Obamacare Pays Off for Insurers Who Fought ItDrew Armstrong and Doni Bloomfield
U.S. health insurers that waged a campaign against Obamacare hit an all-time high on the stock market Wednesday after UnitedHealth Group Inc. said it would add hundreds of thousands of new customers because of the law.
The Standard & Poor’s 500 Managed Health Care Index -- which includes the five biggest U.S. insurers -- closed at 1,031.18 on Wednesday in New York, the highest level since at least 1994. Health insurers have said that the Affordable Care Act has cost them billions in taxes and fees -- including $1 billion in 2014 for UnitedHealth -- and burdened them with new regulations.
The Affordable Care Act requires all Americans to have health insurance.
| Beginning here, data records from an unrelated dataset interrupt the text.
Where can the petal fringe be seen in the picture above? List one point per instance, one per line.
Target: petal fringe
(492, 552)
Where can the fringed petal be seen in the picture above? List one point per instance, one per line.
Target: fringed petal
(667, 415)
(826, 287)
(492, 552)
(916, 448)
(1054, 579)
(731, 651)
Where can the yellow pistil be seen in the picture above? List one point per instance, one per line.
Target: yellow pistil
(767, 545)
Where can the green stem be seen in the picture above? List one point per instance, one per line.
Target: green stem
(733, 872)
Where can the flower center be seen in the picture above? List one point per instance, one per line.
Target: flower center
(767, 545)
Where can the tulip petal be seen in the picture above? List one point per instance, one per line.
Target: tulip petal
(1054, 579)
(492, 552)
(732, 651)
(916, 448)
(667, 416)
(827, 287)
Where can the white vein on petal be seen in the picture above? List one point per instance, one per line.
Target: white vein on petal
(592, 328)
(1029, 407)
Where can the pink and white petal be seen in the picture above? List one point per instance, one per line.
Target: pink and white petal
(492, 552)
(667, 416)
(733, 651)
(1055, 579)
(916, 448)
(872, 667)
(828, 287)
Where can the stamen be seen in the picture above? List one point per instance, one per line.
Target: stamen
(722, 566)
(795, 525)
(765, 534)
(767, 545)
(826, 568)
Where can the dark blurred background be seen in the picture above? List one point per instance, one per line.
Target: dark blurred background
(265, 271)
To do so, it created marketplaces for people to buy coverage, often with subsidies, and expanded Medicaid, the joint federal-state program for the poor.
That’s meant millions of new customers.
“We got something like 15 to 16 million people through those two channels, and about 10 million people were previously uninsured,” said Ana Gupte, an analyst at Leerink Partners. “That’s new growth that this industry never experienced before.”
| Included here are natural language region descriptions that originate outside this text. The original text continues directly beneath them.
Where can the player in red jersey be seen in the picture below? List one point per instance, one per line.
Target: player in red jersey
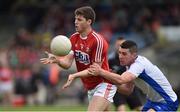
(87, 47)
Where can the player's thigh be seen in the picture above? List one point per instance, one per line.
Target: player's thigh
(98, 103)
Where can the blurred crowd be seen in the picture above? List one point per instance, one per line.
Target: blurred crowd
(37, 21)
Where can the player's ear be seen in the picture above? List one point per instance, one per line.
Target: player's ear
(89, 21)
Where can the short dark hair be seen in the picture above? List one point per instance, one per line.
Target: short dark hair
(87, 11)
(131, 45)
The industry was one of the law’s biggest opponents. While health insurers have worked with Democrats on the law’s implementation since its 2010 signing, in 2009 they secretly funneled $86.2 million to the U.S. Chamber of Commerce to fund a political campaign to oppose the law. Since then, the industry has publicly said it supports the law and wants implementation to be successful.
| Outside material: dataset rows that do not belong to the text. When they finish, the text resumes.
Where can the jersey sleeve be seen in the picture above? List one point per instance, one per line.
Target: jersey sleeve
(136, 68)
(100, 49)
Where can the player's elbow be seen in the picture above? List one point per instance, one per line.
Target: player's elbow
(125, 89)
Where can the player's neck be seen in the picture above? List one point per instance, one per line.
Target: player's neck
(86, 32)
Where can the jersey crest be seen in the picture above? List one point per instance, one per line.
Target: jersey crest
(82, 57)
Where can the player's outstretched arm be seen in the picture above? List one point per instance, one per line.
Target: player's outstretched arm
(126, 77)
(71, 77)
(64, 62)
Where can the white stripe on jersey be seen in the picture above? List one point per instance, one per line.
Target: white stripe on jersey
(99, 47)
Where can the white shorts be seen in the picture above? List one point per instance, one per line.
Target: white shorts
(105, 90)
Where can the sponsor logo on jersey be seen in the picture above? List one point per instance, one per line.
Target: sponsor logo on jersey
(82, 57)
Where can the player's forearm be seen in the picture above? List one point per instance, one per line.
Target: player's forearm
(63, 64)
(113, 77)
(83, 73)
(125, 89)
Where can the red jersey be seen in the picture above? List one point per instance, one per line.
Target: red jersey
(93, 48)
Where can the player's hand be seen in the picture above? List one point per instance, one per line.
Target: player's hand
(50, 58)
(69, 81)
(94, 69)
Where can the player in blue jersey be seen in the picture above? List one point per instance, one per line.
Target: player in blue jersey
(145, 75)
“Consumers and health plans are still in the early stages of transitioning to an entirely different marketplace,’’ Clare Krusing, a spokeswoman for industry group America’s Health Insurance Plans, said in an e-mail. “We’re entering uncharted waters, even more so over the next several months. In light of all of these changes and uncertainty, our focus is on ensuring an affordable and stable market for consumers.”
After reporting results Wednesday, UnitedHealth reached its highest price ever, closing at $109.32. Chief Executive Officer Stephen Hemsley said the company had increased revenue and profit “despite material and well-documented burdens from the” Affordable Care Act.
UnitedHealth shares have more than tripled since April 2010, the month after the law was passed, compared with a 72 percent gain in S&P 500. Aetna Inc., Anthem Inc., Humana Inc. and Cigna Corp. all also hit record highs Wednesday. Together, the companies make up the biggest for-profit insurance providers in the industry.
The Department of Health and Human Services said Wednesday that 7.1 million people have used U.S.-run marketplaces in 37 states.
“The ACA took steps to reduce the number of uninsured in this country; that’s a good thing,” said Cynthia Michener, an Aetna spokeswoman. “But we have a lot more work to do to improve quality and cost.”
Spokesmen for other insurers on the index either didn’t immediately respond to requests for comment, declined to comment, or referred to previous statements supporting the law.